Kampenwandumschreitung

In meiner letzten Urlaubswoche haben wir endlich die Tour gemacht, mit der ich schon lange geliebäugelt habe - die Kampenwandumschreitung. Und es war der absolute Hammer! Eine der schönsten Wanderungen bisher, die wir gemacht haben.

Mit der Seilbahn ging es hinauf zum Wahrzeichen der Chiemgauer Alpen.
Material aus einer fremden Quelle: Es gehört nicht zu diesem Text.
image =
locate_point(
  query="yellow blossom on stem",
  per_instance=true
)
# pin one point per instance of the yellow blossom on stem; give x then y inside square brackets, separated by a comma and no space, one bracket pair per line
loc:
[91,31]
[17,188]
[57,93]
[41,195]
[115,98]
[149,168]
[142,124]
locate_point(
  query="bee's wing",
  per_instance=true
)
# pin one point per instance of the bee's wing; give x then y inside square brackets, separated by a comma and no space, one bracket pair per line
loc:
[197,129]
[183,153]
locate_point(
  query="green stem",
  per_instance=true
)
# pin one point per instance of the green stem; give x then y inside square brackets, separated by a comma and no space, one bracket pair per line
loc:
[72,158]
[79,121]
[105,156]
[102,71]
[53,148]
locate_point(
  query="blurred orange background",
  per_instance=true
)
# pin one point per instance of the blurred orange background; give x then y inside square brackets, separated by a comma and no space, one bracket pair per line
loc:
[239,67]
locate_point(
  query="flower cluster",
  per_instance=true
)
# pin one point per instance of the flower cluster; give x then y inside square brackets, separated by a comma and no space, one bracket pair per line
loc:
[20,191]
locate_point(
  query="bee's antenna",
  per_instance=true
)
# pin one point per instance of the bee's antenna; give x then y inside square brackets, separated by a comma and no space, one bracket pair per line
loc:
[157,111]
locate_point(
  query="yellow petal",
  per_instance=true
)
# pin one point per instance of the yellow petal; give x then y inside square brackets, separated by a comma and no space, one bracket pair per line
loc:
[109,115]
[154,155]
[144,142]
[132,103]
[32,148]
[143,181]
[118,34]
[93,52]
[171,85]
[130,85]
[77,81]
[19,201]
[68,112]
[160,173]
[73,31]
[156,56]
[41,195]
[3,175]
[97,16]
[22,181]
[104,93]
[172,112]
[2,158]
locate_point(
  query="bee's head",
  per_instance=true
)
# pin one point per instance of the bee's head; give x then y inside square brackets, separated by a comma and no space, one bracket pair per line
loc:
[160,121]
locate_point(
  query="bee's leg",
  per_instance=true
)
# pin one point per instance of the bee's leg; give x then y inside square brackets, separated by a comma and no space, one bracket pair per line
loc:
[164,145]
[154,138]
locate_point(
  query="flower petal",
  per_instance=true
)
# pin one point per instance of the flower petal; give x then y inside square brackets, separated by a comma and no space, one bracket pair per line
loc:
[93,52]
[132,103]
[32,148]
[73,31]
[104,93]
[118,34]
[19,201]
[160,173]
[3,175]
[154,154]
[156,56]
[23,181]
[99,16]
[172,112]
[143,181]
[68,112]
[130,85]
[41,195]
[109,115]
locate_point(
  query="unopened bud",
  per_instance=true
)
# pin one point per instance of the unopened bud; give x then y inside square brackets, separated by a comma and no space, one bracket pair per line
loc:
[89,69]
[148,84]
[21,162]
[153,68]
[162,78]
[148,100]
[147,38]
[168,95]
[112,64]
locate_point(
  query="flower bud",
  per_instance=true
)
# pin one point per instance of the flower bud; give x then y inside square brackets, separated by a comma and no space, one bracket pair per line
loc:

Dann sind wir den leichten und gut ausgebauten Wanderweg von der Sonnenalm zur Steinlingalm gewandert und hatten dabei einen tollen Ausblick auf den Chiemsee.Überall blühte es herrlich und bunt und auch der Almenrausch erfreute uns mit seinen knallrosa Blüten.
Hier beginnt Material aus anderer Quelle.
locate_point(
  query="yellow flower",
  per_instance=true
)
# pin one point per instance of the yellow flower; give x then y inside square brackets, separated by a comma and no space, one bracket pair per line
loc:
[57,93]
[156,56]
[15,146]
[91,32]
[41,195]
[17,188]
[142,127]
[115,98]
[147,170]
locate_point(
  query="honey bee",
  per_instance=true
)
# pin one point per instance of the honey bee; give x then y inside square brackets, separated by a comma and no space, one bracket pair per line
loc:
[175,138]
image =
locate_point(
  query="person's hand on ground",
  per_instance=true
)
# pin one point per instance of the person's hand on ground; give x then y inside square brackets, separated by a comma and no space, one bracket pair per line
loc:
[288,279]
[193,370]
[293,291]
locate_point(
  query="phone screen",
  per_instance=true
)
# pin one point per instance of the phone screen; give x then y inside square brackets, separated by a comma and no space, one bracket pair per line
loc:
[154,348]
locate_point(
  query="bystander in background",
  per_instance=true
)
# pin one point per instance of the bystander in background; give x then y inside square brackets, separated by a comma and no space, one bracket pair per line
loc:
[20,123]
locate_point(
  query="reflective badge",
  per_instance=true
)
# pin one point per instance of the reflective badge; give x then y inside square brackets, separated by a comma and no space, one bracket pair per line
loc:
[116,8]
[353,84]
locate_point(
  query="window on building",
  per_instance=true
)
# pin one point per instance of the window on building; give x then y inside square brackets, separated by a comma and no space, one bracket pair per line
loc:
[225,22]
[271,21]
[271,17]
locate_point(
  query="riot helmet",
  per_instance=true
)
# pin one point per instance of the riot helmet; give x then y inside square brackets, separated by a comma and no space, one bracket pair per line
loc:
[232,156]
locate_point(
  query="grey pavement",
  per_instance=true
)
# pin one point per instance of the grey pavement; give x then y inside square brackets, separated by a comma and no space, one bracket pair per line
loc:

Hinter der Steinlingalm beginnt dann der interessante Teil der Kampenwandumschreitung. Auf schmalem Steig geht es über Stock und Stein und z.T. ziemlich grimmig bergauf und bergab. Trittsicherheit und Schwindelfreiheit ist also gefragt. Aber der Steig ist einfach sowas von SCHÖN! Die Aussicht auf das Kaisergebirge und das Lofener Steingebirge ist unvergleichglich und überhaupt ist die Natur hier wirklich noch unberührt.




Aber seht selbst :)


Freitag, 20. Juli 2018

KW 29/18: Schluss mit lustig

Das ganze Jahr über wartet man sehnsüchtig auf die magische Zeit namens "Sommerurlaub" und dann sieht man sich um - und schwupps - ist sie auch schon wieder vorbeigeflogen. Zweieinhalb kostbare Wochen Freiheit sind am letzten Donnerstag leider wieder zu Ende gegangen. Schon krass, wenn man sich das mal durch den Kopf gehen lässt: die größten Teil seines Lebens wird man fremdbestimmt und man lebt eigentlich nur so richtig für diese wenigen kostbaren Wochen im Jahr.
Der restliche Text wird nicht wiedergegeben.